Decades ago, we could joke that software architects were expert only at using Visio, creating UML diagrams, and generating PowerPoint slides that no one ever looked at. If that were ever true, that is certainly not the case now. These days, businesses win and lose in the marketplace from the software they create. And nothing impacts the daily work of developers more than the architecture that they must work within.
This book fills a gap, spanning theory and practice. In fact, I think only a handful of people could have written it. Cornelia Davis is uniquely qualified, having spent years as a PhD student studying programming languages, having developed a love of functional programming and immutability, working for decades within large software systems, and helping large software organizations achieve greatness.
Over the past five years, I’ve reached out to her for help and advice many times, often about topics such as CQRS and event sourcing, LISP and Clojure (my favorite programming language), the perils of imperative programming and state, and even simple things like recursion.
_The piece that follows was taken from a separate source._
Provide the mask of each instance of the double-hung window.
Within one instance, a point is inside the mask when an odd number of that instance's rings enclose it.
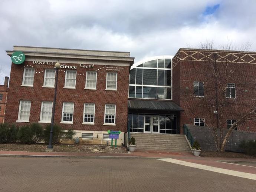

What makes this book so rewarding to read is that Cornelia doesn’t just start with patterns. She starts with first principles, and then proves their validity through argumentation, sometimes through logic, and sometimes through flowcharts. Not satisfied with just theory, she then implements those patterns in Java Spring, iteration after iteration, incorporating what you’ve learned.
I found this book entertaining and educational, and learned an incredible amount on topics that I formerly had only a cursory understanding of. I am now committed to implementing her examples in Clojure, out of a desire to prove that I can put this knowledge into practice.
I suspect you’ll connect concepts that will delight and maybe even startle you. For me, one of those concepts was the need to centralize cross-cutting concerns, whether through aspect-oriented programming, Kubernetes sidecars, or Spring Retry injections.
I hope you find this book as rewarding to read as I did!